Bana uyacak bir marilyn monroe resmi yok! Yettiği kadar


25 Aralık 2010 Cumartesi

Geçsinde Rahatlayalım

Su Yeni Yıl yazılarından çok sıkıldım. kimisi Noel ile Yeni yil arasındaki farklardan bahseder. Kimisi neler beklediğini yazar ki bunu bende yaptım ilk Mim'ikim sayesinde. Ama hakkaten sıkıldım arkadaş ya.
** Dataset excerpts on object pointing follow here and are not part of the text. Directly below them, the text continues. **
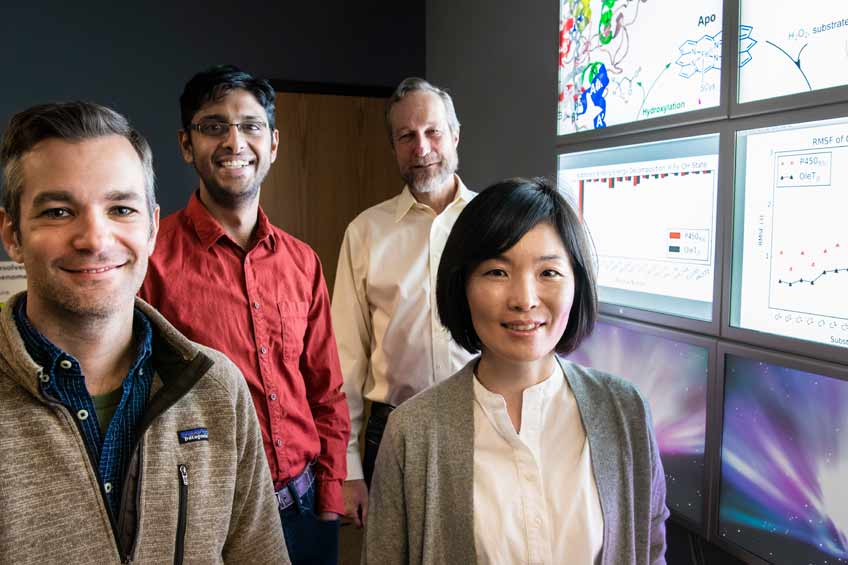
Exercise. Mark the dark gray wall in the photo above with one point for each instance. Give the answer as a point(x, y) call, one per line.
point(137, 56)
point(498, 58)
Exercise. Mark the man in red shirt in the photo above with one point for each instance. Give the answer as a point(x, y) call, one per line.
point(227, 278)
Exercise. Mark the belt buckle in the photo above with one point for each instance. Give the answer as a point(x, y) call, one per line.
point(295, 488)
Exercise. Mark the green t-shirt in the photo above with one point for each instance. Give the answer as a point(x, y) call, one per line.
point(105, 406)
Başlıca sıkılma nedenlerimden biri, bizim hala bir planımız yok. Plan yapmaya çalıştığım her an, her kafadan bir ses cıkıyor. Hani hepimiz çok şey biliyoruz ya. Bi susun ama, daha iyi bi fikriniz yoksa susun. Uğraşıyorum işte.Ama yok, hepimiz düşünen varlıklarız ya illa göstericez yerli yersiz. Neyse kalabalık plan yapmaya çalışınca böyle oluyor işte. Severim aslında arkadaşlarımı. Sonuç olarak ben bıraktım ilgilenmeyi. Ewde oturup ders bile çalışabilirim o kadar baydım şu yeni yıl muhabbetinden.
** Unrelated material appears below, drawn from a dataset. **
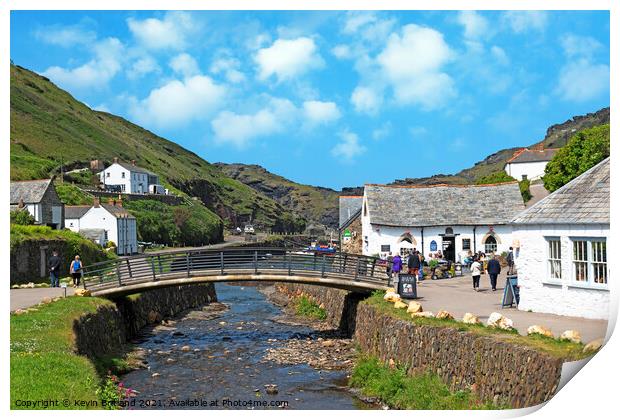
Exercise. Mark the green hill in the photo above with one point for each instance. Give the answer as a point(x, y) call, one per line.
point(50, 127)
Ha birde bizim evde de tabiki babam eğitici ve öğretici konuşmalar yapmakta bu mevzuyla ilgili. Hep çok sevmişimdir onun bilgi kırıntılarıyla doymayı. Keşke daha çok yapsa bu konuşmalardan. Benim babam çok okur, hep okur.Hatta kitap yazmışlığıda vardır ama bastırmadı hiçbirini. Turk Halkına fazla gelir hem babamın yazdıkları. Bir de aileyi hedef haline getirmek istememiş kendisi. 'İlerde ülkenin durumunun nolcağı belli olmaz kızım' der, ben ne zaman 'YAww baba bastırsana şuınları' dediğimde. İleri görüşlü babam benim, hep 3 adım sonrasını düşünür.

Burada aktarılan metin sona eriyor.